Salah satu alasan ia mengurung Pang Muncheon di Wall-Facing Cave adalah untuk melakukan eksperimen dan Remnant Heart Extreme Incense adalah perangkat untuk tes itu.

Mengetahui hal ini, Pang Muncheon telah diam-diam melafalkan Pure Heart Secret bahkan tanpa energi internal.

‘Ini merepotkan.’ (Dae Guhwi)

Namun Dae Guhwi yang telah berlatih Beast Martial Arts merasakan gelombang niat membunuh naik di dalam dirinya setelah menghirup dupa. Sampai sekarang ia tidak dapat sepenuhnya memanifestasikan Power of the Wild.

Tetapi berkat melepaskan amarahnya di Valley of Lost Souls, ia dapat sekali lagi mengeluarkan Power of the Wild. Terlebih lagi, berkat ajaran Nae Bihon yang menemaninya selama ini, ia telah memasuki tahap awal Wild Beast Style.

Sekarang ia bisa memanifestasikan dan menarik Power of the Wild sesuka hati.

Namun aroma Remnant Heart Extreme Incense terlepas dari kendalinya, memprovokasi aura pembunuh yang tak henti-hentinya.

Jika ia gagal menahannya, ia akan secara tidak sengaja melepaskan Power of the Wild.

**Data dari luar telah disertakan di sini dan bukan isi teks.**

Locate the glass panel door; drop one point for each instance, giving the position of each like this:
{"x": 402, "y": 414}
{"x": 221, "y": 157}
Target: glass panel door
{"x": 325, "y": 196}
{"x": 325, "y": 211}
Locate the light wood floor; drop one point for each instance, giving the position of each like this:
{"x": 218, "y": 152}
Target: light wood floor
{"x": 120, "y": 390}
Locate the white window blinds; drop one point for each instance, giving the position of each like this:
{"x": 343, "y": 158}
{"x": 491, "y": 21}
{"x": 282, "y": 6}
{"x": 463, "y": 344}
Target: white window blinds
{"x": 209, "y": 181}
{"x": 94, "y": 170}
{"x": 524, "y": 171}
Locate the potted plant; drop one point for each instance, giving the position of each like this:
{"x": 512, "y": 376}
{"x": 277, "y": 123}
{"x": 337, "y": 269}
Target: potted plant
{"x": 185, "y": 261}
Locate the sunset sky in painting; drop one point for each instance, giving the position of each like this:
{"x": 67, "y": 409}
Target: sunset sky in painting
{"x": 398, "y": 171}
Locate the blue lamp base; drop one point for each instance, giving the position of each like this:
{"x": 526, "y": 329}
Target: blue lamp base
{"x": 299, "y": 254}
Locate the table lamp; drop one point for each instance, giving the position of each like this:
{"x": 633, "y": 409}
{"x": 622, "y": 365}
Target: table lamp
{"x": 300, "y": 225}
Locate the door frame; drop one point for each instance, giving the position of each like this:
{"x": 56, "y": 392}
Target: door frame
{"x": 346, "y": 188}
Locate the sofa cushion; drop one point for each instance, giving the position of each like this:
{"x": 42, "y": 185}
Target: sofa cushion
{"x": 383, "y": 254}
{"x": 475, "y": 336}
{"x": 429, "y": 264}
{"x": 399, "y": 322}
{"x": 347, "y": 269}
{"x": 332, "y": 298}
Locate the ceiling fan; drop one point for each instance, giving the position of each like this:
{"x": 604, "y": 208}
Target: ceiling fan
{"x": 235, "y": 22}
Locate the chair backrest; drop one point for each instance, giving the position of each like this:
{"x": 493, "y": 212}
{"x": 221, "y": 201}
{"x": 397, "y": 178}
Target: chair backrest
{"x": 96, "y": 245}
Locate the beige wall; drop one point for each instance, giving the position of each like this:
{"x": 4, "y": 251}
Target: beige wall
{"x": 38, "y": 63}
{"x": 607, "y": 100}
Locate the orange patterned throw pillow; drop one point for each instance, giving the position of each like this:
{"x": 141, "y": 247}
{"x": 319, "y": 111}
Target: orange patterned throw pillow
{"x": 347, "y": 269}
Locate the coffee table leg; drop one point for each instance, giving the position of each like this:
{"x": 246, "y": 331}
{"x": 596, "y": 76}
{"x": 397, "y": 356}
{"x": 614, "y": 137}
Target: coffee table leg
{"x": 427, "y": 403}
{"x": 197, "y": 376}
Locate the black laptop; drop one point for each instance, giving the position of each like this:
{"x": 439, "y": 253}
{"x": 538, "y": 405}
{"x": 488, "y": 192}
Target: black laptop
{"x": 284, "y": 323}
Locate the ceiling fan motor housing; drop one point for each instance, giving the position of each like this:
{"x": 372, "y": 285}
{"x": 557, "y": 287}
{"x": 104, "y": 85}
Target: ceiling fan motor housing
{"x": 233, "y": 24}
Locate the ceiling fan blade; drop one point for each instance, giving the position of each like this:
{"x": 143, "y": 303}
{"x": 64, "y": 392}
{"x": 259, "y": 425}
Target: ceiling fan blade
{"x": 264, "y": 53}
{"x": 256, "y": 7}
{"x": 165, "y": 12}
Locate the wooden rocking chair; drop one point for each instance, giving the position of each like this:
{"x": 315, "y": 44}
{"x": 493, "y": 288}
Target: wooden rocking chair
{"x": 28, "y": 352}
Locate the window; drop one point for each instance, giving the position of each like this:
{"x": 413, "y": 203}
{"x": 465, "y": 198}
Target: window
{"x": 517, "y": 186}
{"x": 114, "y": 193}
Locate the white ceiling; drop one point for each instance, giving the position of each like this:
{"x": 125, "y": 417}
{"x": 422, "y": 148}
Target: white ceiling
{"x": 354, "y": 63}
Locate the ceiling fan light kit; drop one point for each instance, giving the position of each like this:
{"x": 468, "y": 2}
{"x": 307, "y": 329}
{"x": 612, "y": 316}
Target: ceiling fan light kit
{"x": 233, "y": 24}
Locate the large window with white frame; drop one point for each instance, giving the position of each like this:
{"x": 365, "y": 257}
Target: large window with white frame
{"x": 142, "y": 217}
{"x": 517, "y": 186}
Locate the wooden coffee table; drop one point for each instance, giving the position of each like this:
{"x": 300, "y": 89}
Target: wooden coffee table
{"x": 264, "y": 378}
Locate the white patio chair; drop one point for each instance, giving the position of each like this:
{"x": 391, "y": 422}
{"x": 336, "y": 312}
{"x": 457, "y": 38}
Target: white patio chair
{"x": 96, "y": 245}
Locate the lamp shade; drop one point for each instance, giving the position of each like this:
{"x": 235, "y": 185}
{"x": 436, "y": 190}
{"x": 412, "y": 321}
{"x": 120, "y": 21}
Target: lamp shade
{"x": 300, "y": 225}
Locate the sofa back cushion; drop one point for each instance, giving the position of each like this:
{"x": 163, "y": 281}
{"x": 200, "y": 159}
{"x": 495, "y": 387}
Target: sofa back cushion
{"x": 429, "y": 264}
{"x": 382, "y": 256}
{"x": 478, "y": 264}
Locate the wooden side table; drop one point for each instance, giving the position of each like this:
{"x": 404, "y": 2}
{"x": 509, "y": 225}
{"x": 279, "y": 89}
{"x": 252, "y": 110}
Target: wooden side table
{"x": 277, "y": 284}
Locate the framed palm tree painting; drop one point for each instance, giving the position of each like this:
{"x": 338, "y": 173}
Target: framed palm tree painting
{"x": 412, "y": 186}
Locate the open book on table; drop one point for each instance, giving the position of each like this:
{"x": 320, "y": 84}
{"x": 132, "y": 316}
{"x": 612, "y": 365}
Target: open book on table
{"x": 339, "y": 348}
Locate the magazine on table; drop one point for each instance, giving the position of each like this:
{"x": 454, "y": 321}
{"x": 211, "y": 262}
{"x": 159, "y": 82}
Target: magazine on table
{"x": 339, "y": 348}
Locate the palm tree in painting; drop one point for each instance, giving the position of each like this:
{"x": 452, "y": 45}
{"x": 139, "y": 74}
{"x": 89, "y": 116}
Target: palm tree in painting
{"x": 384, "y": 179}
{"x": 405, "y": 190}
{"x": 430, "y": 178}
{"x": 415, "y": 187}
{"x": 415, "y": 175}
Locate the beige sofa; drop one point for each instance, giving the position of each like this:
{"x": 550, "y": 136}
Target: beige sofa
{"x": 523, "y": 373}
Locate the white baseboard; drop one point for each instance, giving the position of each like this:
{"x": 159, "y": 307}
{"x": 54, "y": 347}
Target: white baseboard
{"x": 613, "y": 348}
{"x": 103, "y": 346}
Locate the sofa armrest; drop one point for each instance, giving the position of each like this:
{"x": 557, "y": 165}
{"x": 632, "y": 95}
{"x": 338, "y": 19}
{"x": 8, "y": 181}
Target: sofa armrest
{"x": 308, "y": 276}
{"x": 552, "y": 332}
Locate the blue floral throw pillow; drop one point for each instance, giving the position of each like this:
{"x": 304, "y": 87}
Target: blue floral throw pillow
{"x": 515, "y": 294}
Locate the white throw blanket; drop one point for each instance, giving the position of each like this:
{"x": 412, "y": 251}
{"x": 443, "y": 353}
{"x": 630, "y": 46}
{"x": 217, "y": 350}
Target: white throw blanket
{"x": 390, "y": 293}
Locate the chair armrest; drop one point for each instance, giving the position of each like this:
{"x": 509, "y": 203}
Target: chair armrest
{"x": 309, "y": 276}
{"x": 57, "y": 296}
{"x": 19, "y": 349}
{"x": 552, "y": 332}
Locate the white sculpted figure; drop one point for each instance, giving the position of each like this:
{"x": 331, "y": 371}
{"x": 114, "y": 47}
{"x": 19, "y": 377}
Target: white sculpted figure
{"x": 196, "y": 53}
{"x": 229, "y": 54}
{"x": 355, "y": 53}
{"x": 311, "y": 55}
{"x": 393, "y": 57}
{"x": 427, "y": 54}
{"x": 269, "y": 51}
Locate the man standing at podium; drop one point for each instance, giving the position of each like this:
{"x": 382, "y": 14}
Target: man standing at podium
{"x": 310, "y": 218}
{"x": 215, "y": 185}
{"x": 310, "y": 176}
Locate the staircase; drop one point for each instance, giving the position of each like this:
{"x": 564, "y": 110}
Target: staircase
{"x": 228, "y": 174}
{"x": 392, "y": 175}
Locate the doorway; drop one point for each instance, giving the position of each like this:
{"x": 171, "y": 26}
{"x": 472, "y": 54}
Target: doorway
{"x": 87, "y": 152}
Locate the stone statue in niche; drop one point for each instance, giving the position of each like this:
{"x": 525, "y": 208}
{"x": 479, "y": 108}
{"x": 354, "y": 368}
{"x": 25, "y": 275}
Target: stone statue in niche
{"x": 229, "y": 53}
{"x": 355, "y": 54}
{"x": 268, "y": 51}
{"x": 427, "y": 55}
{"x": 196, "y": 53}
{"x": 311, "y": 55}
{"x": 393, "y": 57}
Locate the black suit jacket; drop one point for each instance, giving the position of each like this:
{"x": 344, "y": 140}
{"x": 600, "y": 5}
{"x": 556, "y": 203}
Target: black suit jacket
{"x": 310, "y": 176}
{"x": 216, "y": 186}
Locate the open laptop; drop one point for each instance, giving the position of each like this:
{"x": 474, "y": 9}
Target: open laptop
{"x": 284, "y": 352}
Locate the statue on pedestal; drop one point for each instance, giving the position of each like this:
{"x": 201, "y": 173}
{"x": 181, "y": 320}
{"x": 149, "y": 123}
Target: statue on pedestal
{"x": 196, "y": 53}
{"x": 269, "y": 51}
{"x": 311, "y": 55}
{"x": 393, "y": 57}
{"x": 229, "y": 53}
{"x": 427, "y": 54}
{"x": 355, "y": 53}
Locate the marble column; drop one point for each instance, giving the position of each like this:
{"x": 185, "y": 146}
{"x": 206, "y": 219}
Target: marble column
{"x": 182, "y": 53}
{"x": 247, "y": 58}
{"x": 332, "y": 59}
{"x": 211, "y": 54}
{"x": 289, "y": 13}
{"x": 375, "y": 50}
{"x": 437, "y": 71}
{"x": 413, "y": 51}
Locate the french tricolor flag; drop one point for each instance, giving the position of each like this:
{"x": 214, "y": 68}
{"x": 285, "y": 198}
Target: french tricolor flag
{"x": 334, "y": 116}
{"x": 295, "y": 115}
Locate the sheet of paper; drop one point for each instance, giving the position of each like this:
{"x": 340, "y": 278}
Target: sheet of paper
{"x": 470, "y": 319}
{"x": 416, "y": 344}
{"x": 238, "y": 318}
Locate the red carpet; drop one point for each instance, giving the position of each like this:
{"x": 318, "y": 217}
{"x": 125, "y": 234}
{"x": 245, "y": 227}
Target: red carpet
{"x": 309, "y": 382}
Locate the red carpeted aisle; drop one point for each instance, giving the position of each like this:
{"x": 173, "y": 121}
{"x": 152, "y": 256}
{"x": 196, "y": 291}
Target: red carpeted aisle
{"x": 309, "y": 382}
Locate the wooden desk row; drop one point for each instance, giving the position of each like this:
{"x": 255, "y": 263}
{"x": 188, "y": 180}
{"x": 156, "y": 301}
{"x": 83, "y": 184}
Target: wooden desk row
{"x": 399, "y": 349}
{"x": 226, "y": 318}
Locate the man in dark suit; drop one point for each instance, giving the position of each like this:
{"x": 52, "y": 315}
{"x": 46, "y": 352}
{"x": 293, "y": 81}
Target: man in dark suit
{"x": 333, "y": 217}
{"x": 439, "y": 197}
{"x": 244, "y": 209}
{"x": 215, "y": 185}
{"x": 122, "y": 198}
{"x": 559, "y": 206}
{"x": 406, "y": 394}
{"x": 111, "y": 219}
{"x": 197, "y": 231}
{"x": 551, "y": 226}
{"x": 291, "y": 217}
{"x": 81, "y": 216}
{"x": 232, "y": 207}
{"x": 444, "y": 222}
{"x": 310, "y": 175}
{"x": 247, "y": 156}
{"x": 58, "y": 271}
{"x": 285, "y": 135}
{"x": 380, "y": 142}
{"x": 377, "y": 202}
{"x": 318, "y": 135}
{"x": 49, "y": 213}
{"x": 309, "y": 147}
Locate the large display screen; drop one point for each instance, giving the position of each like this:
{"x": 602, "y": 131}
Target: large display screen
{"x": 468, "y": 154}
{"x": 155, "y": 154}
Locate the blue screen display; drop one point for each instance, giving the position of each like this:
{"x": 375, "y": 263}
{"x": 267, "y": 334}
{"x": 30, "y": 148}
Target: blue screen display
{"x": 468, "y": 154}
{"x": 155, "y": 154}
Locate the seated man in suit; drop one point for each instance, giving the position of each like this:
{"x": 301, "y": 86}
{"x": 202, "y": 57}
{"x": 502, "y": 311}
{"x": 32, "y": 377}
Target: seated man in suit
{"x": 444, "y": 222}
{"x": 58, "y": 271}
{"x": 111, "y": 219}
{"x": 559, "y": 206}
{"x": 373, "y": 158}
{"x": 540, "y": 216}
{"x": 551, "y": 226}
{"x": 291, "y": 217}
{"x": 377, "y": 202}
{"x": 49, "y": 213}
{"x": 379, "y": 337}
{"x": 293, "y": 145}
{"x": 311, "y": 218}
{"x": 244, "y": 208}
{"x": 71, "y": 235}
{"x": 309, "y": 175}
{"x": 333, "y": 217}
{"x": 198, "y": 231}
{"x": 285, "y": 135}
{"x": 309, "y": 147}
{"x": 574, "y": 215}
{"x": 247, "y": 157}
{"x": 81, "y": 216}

Dan jika itu terjadi, ia akan kehilangan akal sehatnya dan menjadi satu binatang buas yang hanya mendambakan pembantaian.

‘Aku harus menahannya.’ Dae Guhwi dengan tenang mengedarkan Thunder Spirit Divine Art yang diturunkan oleh Nae Bihon. (Dae Guhwi)

Kemudian Thunder Spirit Energy yang tertidur di dalam tubuhnya mulai mengalir deras melalui meridiannya.

Crackle crackle.

Saat ia mengoperasikan Thunder Spirit Divine Art sambil menekan niat membunuh yang eksplosif, Remnant Heart Extreme Incense yang terserap ke dalam tubuhnya berangsur-angsur menghilang.

Crack pop.

Tanpa menghentikan sirkulasinya, suara tulang dan otot retak bergema tanpa henti dari bingkainya.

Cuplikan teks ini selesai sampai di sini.